If I ran the world, or at least its newspapers, I’d do this more often — use a well-written essay on the features front, rather than yet another story reminding readers to apply sunscreen liberally. Here’s a nice one, on celebrity, photography’s pitiless gaze and the picture of Dorian MJ.

The heat has broken! Humidity, outta here! Think I’ll go celebrate.

Posted at 8:42 am in Uncategorized |
 

6 responses to “Success in the lab.”

  1. Joan said on June 15, 2005 at 10:15 am

    Would you mind sharing that mango ice cream recipe? My mouth is watering!

    73 chars

  2. Carmella said on June 15, 2005 at 11:21 am

    There was a pic of MJ on the front page of the FW Journal, and I was shocked at how icky his fingernails were. Eww…gnarly. ANYWAY, get that tought out of your mind and back to ice cream. The best I’ve had lately is this Ben & Jerry’s: OATMEAL COOKIE CHUNK;

    Sweet Cream Cinnamon Ice Cream with Chunks of Oatmeal Cookies & Fudge. Oh, yeah babe.

    358 chars

  3. Nance said on June 15, 2005 at 11:32 am

    Gladly.

    Mango Ice Cream

    2 eggs

    1 cup sugar

    2 cups mango puree

    2 cups heavy cream

    Beat the eggs and sugar together until light — about three minutes. Fold in the mango, fold in the cream. Freeze. Enjoy.

    Very simple, no? I didn’t measure the two cups of puree — just peeled two ripe mangos and mushed them up in the food processor. I had some wariness about eating the eggs uncooked, which I suppose is unsafe. You could heat the egg/sugar mixture over a double boiler until it’s 170 degrees, which is the “instant kill” temp for salmonella. (I didn’t; no projectile vomiting yet.) Also, I think this could be made even better with a little lime juice and powdered ginger. But it’s plenty good as it is.

    720 chars

  4. mary said on June 15, 2005 at 1:11 pm

    As a dessert Thai or Szechuan food, coconut ice cream is pretty amazing. Something about the chili/ginger/garlic preceding coconut just hits the right note. Mango sound equally wonderful. The divey Thai restaurant I go to serves cold mango slices on slightly warm, sweet, sticky rice for dessert. Heaven.

    307 chars

  5. Linda said on June 15, 2005 at 3:03 pm

    I have a question for all of you who now live, or have lived, in The Fort that is totally off topic, but I am hoping it will be okay and I have been waiting for a lull in the conversation.
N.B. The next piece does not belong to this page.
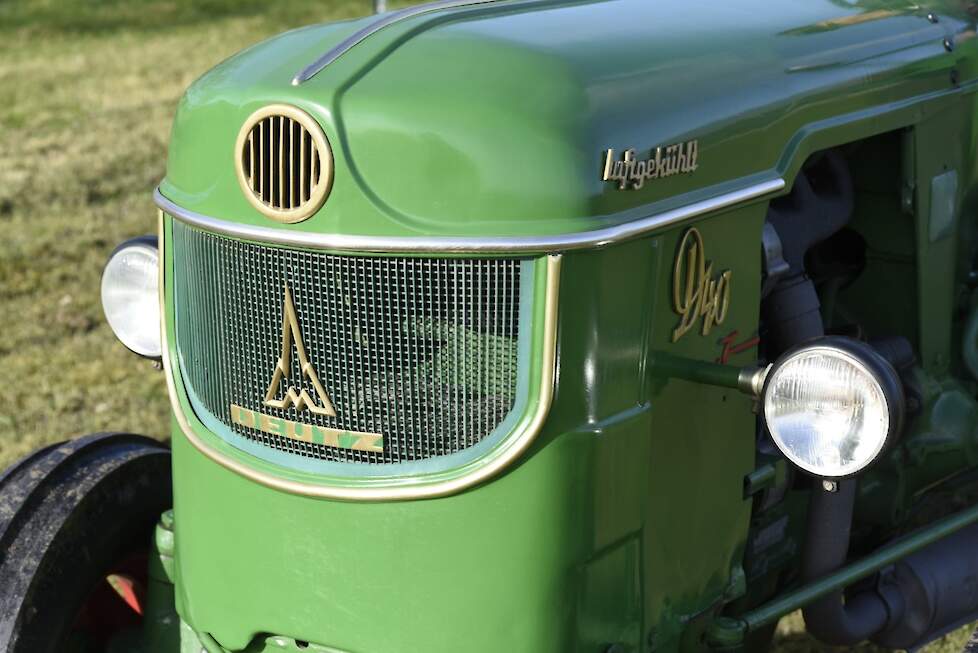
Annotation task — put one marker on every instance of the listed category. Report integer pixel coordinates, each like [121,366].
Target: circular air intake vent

    Years ago when I worked at the Lutheran Home in the Alzheimer Unit, I found that more than one of our residents would babble about “going up to The Avenue” or “so and so went up on The Avenue”. Now, the problem was that I could not ask them where this “Avenue” was because of the obvious nature of Alzheimer’s Disease, but I have always been really curious as to what street or what part of Fort Wayne would have been referred to as “The Avenue” by several different people of diverse ethnic and monetary backgrounds.

    No one I asked at the time ever knew, and I was just wondering if anyone on this message board would know?

    822 chars

  6. Dorothy said on June 15, 2005 at 3:41 pm

    I haven’t a clue, but it sounds like a LOVELY place! Maybe it’s just a local expression, like going downtown? Where I grew up (Wilkinsburg PA) we said “upstreet” to indicate the shopping district.